Читаем Diamond Age or a Young Lady's Illustrated Primer полностью

"Nope. It's impossible. Or maybe"-Carl thought about it for a while-"maybe 'astronomically improbable' is a better way of putting it." Then he looked mildly alarmed as he watched Miranda's expression change. "You can't just trace the connection backward. That's not how media works."

"How does media work, then?"

"Look out the window. Not toward the Bund-check out Yan'an Road."

Miranda swiveled her head around to look out the big window, which was partly painted over with colorful Coke ads and descriptions of blue plate specials. Yan'an Road, like all of the major thoroughfares in Shanghai, was filled, from the shop windows on one side to the shop windows on the other, with people on bicycles and powerskates. In many places the traffic was so dense that greater speed could be attained on foot. A few half-lane vehicles sat motionless, polished boulders in a sluggish brown stream.

It was so familiar that Miranda didn't really see anything. "What am I looking for?"

"Notice how no one's empty-handed? They're all carrying something."

Carl was right. At a minimum, everyone had a small plastic bag with something in it. Many people, such as the bicyclists, carried heavier loads.

"Now just hold that image in your head for a moment, and think about how to set up a global telecommunications network."

Miranda laughed. "I don't have any basis for thinking about something like that."

"Sure you do. Until now, you've been thinking in terms of the telephone system in the old passives. In that system, each transaction had two participants-the two people having the conversation. And they were connected by a wire that ran through a central switchboard. So what are the key features of this system?"

"I don't know-I'm asking you," said Miranda.

"Number one, only two people, or entities, can interact.

Number two, it uses a dedicated connection that is made and then broken for the purposes of that one conversation. Number three, it is inherently centralized-it can't work unless there is a central switchboard."

"Okay, I think I'm following you so far."

"Our media system today-the one that you and I make our livings from-is a descendant of the phone system only insofar as we use it for essentially the same purposes, plus many, many more. But the key point to remember is that it is totally different from theold phone system. The old phone system-and its technological cousin, the cable TV system– tanked. It crashed and burned decades ago, and we started virtually from scratch."

"Why? It worked, didn't it?"

"First of all, we needed to enable interactions between more than one entity. What do I mean by entity? Well, think about the ractives. Think about First Class to Geneva. You're on this train– so are a couple of dozen other people. Some of those people are being racted, so in that case the entities happen to be human beings. But others-like the waiters and porters-are just software robots. Furthermore, the train is full of props: jewelry, money, guns, bottles of wine. Each one of those is also a separate piece of software-a separate entity. In the lingo, we call them objects. The train itself is another object, and so is the countryside through which it travels.

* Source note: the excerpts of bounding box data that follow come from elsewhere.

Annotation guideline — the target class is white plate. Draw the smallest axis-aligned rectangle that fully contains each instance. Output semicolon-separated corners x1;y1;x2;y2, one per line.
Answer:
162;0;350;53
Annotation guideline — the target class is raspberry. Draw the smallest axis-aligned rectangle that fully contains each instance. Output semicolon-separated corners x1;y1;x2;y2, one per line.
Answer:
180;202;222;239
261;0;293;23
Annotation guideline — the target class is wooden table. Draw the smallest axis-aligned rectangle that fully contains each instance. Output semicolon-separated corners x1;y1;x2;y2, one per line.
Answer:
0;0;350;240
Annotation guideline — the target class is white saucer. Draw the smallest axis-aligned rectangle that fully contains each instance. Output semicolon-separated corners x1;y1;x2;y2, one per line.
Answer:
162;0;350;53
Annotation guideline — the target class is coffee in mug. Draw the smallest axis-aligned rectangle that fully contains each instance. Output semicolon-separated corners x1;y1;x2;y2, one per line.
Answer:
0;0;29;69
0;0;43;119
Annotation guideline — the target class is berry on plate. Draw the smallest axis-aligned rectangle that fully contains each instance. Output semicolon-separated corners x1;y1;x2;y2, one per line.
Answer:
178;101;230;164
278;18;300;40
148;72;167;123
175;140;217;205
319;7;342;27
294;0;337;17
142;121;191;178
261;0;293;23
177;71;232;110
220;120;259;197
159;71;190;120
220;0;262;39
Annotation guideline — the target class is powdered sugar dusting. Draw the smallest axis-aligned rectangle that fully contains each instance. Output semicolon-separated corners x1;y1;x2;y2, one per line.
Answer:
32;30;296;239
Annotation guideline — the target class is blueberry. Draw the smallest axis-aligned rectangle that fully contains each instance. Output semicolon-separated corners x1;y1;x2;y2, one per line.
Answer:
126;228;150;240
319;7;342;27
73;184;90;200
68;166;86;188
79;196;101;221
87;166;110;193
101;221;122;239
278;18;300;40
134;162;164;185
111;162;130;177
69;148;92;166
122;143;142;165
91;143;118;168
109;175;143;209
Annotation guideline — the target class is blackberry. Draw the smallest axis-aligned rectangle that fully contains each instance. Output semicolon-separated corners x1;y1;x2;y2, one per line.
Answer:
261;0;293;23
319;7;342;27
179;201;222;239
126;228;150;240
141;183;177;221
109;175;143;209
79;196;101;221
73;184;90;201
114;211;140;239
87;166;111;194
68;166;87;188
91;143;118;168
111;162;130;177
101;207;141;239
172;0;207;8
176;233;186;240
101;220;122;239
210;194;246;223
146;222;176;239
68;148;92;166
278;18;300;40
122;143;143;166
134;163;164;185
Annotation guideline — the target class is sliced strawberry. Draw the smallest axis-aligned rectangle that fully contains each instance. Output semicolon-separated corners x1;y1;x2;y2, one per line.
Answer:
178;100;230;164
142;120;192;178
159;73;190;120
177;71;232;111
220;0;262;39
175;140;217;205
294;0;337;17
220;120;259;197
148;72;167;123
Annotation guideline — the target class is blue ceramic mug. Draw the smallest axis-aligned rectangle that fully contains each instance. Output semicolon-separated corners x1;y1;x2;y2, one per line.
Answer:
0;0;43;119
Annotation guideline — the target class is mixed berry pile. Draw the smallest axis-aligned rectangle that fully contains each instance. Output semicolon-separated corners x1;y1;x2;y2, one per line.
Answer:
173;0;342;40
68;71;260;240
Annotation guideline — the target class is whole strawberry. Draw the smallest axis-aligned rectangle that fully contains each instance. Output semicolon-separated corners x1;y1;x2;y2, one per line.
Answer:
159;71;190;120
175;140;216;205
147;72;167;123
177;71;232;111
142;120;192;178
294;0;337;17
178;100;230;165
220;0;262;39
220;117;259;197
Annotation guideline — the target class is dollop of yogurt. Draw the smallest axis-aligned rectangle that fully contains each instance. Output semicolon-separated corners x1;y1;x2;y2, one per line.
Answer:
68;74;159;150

"The countryside is a good example. It happens to be a digital map of France. Where did this map come from? Did the makers of First Class to Geneva send out their own team of surveyors to make a new map of France? No, of course they didn't. They used existing data-a digital map of the world that is available to any maker of ractives who needs it, for a price of course. That digital map is a separate object. It resides in the memory of a computer somewhere. Where exactly? I don't know. Neither does the ractive itself. Itdoesn't matter. The data might be in California, it might be in Paris, it might be down at the corner-or it might be distributed among all of those places and many more. It doesn't matter. Because our media system no longer works like the old system– dedicated wires passing through a central switchboard. It works like that." Carl pointed to the traffic on the street again.

"So each person on the street is like an object?"

"Possibly. But a better analogy is that the objects are people like us, sitting in various buildings that front on the street. Suppose that we want to send a message to someone over in Pudong. We write the message down on a piece of paper, and we go to the door and hand it to the first person who goes by and say, 'Take this to Mr. Gu in Pudong.' And he skates down the street for a while and runs into someone on a bicycle who looks like he might be headed for Pudong, and says, 'Take this to Mr. Gu.' A minute later, that person gets stuck in traffic and hands it off to a pedestrian who can negotiate the snarl a little better, and so on and so on, until eventually it reaches Mr. Gu. When Mr. Gu wants to respond, he sends us a message in the same way."